Find a Trusted Cybersecurity Provider: Avoid Fear and Make Progress Forward
June 18, 2021
25 min read
Between news of breaches, new ransomware, and a near-constant slew of attacks on businesses and organizations of all sizes, the importance of cyber security is undeniable.
When the pressure is on from members of the executive team, customers are asking for specific requirements, and the threat of risks hangs over the security team, finding a trust-worthy security provider is more important than ever. With a myriad of provider options, huge claims, and confusing information about cyber security, it’s hard to navigate all the services, teams, resources, and technology.
CISOSHARE Founder, President, and CEO Mike Gentile shares tips and insight from his experience in cyber security to make it easier to find the right cyber security provider for your organization.
It’s Not Just About Security Services, It’s About Trust
While cyber security might be at the forefront of every business owner and security leader’s mind, it isn’t really about cyber security for its own sake, but fear.
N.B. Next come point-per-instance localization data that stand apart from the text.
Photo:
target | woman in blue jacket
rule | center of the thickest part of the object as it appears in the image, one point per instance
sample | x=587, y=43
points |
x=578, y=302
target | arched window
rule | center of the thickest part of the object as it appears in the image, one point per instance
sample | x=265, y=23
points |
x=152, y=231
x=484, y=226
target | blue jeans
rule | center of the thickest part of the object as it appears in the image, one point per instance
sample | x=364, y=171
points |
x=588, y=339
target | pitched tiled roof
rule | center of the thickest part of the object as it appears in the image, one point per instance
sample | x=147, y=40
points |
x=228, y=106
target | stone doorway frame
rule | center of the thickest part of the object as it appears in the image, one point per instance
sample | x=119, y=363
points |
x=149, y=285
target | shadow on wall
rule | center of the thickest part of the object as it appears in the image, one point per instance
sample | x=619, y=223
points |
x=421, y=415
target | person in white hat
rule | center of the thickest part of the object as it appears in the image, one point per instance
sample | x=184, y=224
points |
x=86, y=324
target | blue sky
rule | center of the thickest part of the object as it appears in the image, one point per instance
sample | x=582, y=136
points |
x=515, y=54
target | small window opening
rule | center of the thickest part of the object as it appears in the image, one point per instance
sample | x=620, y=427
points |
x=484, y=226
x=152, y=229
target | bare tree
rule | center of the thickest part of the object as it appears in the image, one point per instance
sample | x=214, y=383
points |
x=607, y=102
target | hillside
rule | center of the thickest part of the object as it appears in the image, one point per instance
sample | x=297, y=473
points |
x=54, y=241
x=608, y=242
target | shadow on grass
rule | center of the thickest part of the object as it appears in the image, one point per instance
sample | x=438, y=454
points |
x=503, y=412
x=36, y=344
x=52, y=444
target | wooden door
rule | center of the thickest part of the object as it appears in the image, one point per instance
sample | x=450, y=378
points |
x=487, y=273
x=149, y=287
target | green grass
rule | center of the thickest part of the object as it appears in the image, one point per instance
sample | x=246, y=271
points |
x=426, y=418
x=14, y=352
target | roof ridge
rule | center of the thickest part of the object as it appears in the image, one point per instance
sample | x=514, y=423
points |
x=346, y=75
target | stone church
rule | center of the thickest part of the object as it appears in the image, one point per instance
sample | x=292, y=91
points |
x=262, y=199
With news of breaches, new ransomware, and large-scale incidents in companies of all sizes and industries, many organizations are motivated by fear of something similar happening to them.
Fear might be a motivating factor in exploring cyber security program development, it can’t be the only thing that drives an organization’s decisions. Fear can lead to haste and creating more work for yourself and the security team in the long run.
Keep your team from succumbing to fear and getting lost in the sea of cyber security solutions by finding a trusted resource for your cyber security needs and questions. Start by asking around in your professional network or partners you currently work with to get recommendations for security professionals, teams, or providers that they’ve worked with before and would be willing to help you navigate your security needs.
Starting these conversations within your network and trusted security professionals can lead you in the right direction when it comes to finding a provider or solution for your needs.
How Do You Know When You’ve Found the Right Security Partner?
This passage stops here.